Bu durumda, ... Tıp Fakültesi Adli Tıp Ana Bilim Dalı Başkanlığı tarafından düzenlenen 09/02/2016 tarihli bilirkişi raporu ile Adli Tıp Kurumu 4. Adli Tıp İhtisas Kurulu tarafından düzenlenen 22/12/2014 tarihli bilirkişi raporunun birbiri ile çelişkili olduğu anlaşılmıştır.
Hukuki işlemlerde, tarafların fiil ehliyeti kamu düzenine ilişkin olup, anılan hususun mahkemece re"sen dikkate alınması zorunludur.
O halde mahkemece, mevcut bilirkişi raporları arasındaki çelişkileri gidermek üzere, bilirkişi raporları, tüm tedavi ve hasta takip evrakları; bilirkişi raporlarını düzenleyen kurullar dışında bir bilirkişi kuruluna veya tam teşekküllü bir devlet hastanesine gönderilip, ..."ın, ipotek tarihleri itibariyle fiil ehliyetinin bulunup bulunmadığı belirlenerek sonucuna göre karar verilmesi gerekirken, eksik inceleme ile yazılı şekilde hüküm tesisi isabetsizdir.

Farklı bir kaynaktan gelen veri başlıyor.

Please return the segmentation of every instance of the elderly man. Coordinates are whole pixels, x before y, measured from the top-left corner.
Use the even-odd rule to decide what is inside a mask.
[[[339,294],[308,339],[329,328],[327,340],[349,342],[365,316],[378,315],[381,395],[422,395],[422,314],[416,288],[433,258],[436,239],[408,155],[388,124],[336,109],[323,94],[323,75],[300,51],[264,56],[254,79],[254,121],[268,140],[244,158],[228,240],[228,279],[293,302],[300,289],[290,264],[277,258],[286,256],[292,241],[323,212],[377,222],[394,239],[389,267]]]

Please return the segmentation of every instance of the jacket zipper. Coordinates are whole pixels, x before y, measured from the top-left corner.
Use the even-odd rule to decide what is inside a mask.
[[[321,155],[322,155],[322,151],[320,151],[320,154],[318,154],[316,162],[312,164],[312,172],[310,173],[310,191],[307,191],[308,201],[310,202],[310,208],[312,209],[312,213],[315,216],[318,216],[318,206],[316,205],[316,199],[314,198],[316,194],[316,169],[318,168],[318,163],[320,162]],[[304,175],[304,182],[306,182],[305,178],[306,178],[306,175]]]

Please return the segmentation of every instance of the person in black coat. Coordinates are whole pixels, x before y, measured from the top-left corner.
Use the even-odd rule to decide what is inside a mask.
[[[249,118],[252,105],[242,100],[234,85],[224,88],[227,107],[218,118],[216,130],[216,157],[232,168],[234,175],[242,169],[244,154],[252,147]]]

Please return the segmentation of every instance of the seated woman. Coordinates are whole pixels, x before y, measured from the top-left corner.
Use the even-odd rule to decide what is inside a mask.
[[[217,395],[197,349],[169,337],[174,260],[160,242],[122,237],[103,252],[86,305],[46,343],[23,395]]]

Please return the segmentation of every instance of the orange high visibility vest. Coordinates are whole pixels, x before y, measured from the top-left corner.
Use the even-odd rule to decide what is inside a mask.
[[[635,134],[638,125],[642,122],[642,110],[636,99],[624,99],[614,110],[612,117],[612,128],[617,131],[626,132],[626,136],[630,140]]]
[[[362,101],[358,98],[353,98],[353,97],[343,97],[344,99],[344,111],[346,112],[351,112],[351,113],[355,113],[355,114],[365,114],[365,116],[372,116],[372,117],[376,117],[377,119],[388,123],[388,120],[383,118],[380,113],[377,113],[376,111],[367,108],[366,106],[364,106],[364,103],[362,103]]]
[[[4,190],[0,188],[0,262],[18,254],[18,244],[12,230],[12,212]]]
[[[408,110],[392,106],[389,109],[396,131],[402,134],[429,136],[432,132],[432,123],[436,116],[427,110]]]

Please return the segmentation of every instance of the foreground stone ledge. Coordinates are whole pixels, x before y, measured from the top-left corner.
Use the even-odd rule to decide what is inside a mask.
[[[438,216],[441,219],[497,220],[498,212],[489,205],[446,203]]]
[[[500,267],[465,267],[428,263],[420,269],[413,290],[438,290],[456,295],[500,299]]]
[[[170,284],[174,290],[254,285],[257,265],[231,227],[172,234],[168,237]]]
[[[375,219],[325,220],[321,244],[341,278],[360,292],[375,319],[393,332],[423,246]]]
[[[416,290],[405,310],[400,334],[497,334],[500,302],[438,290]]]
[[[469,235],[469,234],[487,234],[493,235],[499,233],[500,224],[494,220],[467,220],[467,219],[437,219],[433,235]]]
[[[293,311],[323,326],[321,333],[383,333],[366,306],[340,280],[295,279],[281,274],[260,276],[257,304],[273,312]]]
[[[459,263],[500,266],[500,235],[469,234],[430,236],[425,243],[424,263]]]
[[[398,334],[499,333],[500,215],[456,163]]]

SONUÇ : Borçlu vasisinin temyiz itirazlarının kabulü ile mahkeme kararının yukarıda yazılı nedenlerle İİK"nun 366 ve HUMK’nun 428. maddeleri uyarınca (BOZULMASINA), peşin alınan harcın istek halinde iadesine, ilamın tebliğinden itibaren 10 gün içinde karar düzeltme yolu açık olmak üzere, 16.03.2017 gününde oybirliğiyle karar verildi.